E-mail : verna@free.fr

Son site Web : inventions.a.verna.free.fr

Open source ( logiciel libre )


La définition du logiciel libre – Version 1.9

Introduction

Le logiciel libre (« Open source » en anglais) ne signifie pas simplement le libre accès au code source. Les modalités de distribution des logiciels libres doivent répondre aux critères suivants :

1. Redistribution libre et gratuite

La licence ne doit pas restreindre la vente ou la distribution du logiciel libre intégré dans une autre logiciel contenant des programmes de différentes origines. La licence ne doit pas exiger de compensation d’aucune sorte en échange de cette intégration.

2. Code source

Le programme doit inclure le code source, et doit autoriser la distribution du code source comme de l’exécutable compilé. Quand une forme quelconque du produit est distribuée sans le code source, il doit être clairement indiqué par quel moyen il est possible d’obtenir le code source, pour une somme qui ne doit pas excéder un coût raisonnable de reproduction, ou en le chargeant gratuitement via Internet. Le code source doit être la forme privilégiée par laquelle un programmeur modifie le programme. Un code source délibéremment confus est interdit. Les formes intermédiaires de code source, telles que celles résultant d’un pré-processeur ou d’un traducteur, sont interdites.

3. Travaux dérivés

La licence doit autoriser les modifications et les travaux dérivés, et doit permettre leur distribution dans les mêmes termes que la licence du logiciel d’origine.

4. Intégrité du code source de l’auteur

La licence peut restreindre la distribution du code source modifié seulement si elle autorise la distribution de patchs avec le code source, dans le but de modifier le programme à la compilation. La licence doit explicitement permettre la distribution de logiciels obtenus à partir du code source modifié. La licence peut exiger que les travaux dérivés portent un nom ou un numéro de version différents du logiciel d’origine.

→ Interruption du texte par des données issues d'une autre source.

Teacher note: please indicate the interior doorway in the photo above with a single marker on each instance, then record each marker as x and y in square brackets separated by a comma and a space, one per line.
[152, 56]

5. Absence de discrimination envers des personnes ou des groupes

La licence ne doit pas être discriminative à l’encontre de personnes ou de groupes de personnes.

6. Absence de discrimination envers des domaines d’activité

La licence ne doit pas restreindre ni interdire l’usage du logiciel à un quelconque domaine d’activité. Par exemple, il ne peut interdire l’usage du logiciel dans le cadre d’une activité professionnelle, ou en exclure l’usage pour la recherche génétique.

7. Distribution de licence

Les droits attachés au programme doivent s’appliquer à tous ceux à qui il est distribué sans qu’il leur soit besoin de se conformer à des termes de licence complémentaires.

8. La licence ne doit pas être spécifique à un produit

Les droits attachés au programme ne doivent pas dépendre du fait que le programme fait partie d’un logiciel en particulier. Si le programme est séparé du logiciel dans lequel il est intégré, et utilisé ou distribué selon les termes de la licence, toutes les parties à qui le programme est redistribué doivent avoir les mêmes droits que ceux accordés avec le logiciel dans lequel il est intégré à l’origine.

9. La licence ne doit pas imposer de restrictions sur d’autres logiciels

La licence ne doit pas imposer de restrictions sur d’autres logiciels distribués avec le programme sous licence. Par exemple, la licence ne doit pas exiger que les autres programmes distribués sur le même support physique soient aussi des logiciels libres.